Connecting the CC Experience: TiLT Trip Helps Students Cultivate Mindfulness

Mindfulness for Students

The charge: Our students know that the liberal arts residential experience is enriched through the sharing of diverse viewpoints, experiences, and backgrounds. Our strategies should deepen and expand our students' education, help them explore their passions without overextending themselves, and increase the meaningfulness and potential of a CC education. To help student integrate the parts of their academic experience we will develop new ways to help students reflect on and integrate what they learn across blocks and semesters, even as they manage the intensity of the block.

What's Happening: "Mindfulness is really about examining what's at the core of our humanity and taking time to appreciate the beauty of life and nature, but also examining other ways of life, too," says Chaplain Alex Hernandez-Siegel.

The Chaplains' Office offered a new fall retreat opportunity, free of charge to students, in Taos, New Mexico, during the second block break. The program was offered in conjunction with the Taos Initiative for Life Together, a Mennonite-created center that emphasizes social change through cross-cultural examination, transformative economics, social justice, innovative outdoor and social education, and shared community practices that also connect nature and spirituality. Nine students had an opportunity to engage in self-reflection, cross-cultural dialogue, and spiritual exploration as they learned about engaging the world and our environment in a proactive way.

This block break opportunity aligns with one of the charges of Colorado College's strategic plan, namely, that mindfulness and reflection are important aspects of the educational experience, particularly given the intensity of life on the Block Plan. The college is actively seeking ways to deepen and expand students' educations, help them explore their passions without overextending themselves, and increase the meaningfulness and potential of their experience at CC. To help student integrate the parts of their academic experience, CC is also helping students reflect on and integrate what they learn across blocks and semesters.

"Mindfulness, at least the way I understand it, might be something like being able to feel comfortable and at ease with the people you're with in a given moment And at CC it's really hard sometimes, especially when you have a lot going on," says Alison Baird'19, who participated in the TiLT retreat.

Students explored the spiritual connections between sustainability and the cultures of the Southwest. Among others, they talked with local resident Angie Fernandez about her tiny home in a rural part of New Mexico where she lives in a 160-square foot space with no running water and solar heat.

"She tries to leave this zero-waste lifestyle," says Ula Adamska '20 of what she learned from Fernandez. "I was really inspired. I don't know if I'll be able to lead such a life, but maybe I can do something similar, maybe I can adopt some of her practices."

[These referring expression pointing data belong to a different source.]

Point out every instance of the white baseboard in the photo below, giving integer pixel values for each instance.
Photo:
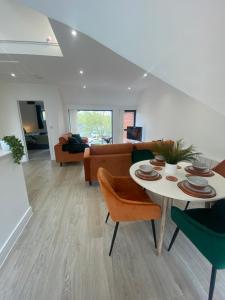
(14, 236)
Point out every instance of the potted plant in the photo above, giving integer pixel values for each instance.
(174, 153)
(15, 146)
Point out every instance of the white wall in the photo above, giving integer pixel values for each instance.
(165, 112)
(181, 42)
(15, 210)
(90, 98)
(10, 122)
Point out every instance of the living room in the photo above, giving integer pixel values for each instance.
(175, 93)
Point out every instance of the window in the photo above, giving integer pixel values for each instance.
(129, 119)
(94, 124)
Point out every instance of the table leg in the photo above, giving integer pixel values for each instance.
(162, 225)
(208, 204)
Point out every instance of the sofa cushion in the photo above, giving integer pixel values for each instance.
(74, 148)
(77, 137)
(145, 146)
(73, 140)
(111, 149)
(139, 155)
(65, 138)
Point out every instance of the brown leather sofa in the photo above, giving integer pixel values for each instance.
(116, 158)
(62, 156)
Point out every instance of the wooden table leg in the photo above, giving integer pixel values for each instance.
(162, 225)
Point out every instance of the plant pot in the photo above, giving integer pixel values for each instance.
(170, 169)
(4, 146)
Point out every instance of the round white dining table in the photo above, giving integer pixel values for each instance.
(169, 190)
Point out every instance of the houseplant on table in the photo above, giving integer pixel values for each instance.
(15, 146)
(174, 153)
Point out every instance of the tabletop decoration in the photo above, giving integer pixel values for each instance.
(174, 153)
(172, 178)
(205, 192)
(157, 168)
(150, 177)
(203, 173)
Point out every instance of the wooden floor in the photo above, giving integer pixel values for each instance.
(63, 252)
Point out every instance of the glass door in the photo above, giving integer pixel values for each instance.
(129, 119)
(94, 124)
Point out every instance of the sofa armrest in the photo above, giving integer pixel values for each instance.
(86, 162)
(84, 140)
(58, 152)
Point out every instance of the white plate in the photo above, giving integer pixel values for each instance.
(199, 165)
(197, 181)
(147, 169)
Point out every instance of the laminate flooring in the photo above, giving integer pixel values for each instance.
(63, 252)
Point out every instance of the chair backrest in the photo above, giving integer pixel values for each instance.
(107, 186)
(142, 154)
(220, 168)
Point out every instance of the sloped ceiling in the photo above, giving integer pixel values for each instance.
(181, 42)
(25, 31)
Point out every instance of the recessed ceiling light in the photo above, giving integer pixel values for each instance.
(49, 39)
(74, 32)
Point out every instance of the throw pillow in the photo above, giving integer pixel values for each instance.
(74, 148)
(73, 140)
(77, 137)
(139, 155)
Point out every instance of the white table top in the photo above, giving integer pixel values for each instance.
(170, 189)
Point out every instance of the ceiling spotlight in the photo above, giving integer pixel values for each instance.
(74, 32)
(49, 39)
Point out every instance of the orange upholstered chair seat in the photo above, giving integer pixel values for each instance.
(126, 201)
(220, 168)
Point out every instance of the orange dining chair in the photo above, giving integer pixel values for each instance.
(126, 201)
(220, 168)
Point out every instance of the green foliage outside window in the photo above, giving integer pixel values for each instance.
(94, 124)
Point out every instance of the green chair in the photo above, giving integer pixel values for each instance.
(206, 229)
(142, 154)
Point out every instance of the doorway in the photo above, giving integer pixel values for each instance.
(33, 118)
(96, 125)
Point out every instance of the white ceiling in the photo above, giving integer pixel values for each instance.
(25, 31)
(181, 42)
(103, 69)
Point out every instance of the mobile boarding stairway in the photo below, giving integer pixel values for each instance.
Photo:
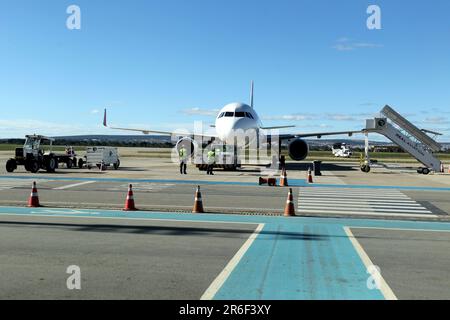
(407, 136)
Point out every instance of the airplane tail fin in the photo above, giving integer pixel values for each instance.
(104, 119)
(251, 94)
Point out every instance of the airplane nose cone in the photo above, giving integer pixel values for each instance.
(238, 132)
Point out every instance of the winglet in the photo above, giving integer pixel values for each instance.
(104, 119)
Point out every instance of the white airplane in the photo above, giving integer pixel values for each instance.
(341, 150)
(236, 118)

"We're really teaching students to be citizens in a variety of ways," says Hernandez-Siegel. "We were able to recruit a diverse group of students who could learn from each other and their different backgrounds, and learn the things of 'what are our responsibilities, as far as humankind?'"

The program was a combination of engagement, reflection, and rest. Todd Wynward, the director of TiLT, created a retreat which helped students see how to be allies of caring for the earth and its limited resources, to learn from local, indigenous, and Latinx leaders and their cultural traditions.

"I hope that our CC students learn from this history and examine it with a social justice lens as our future leaders," says Hernandez-Siegel.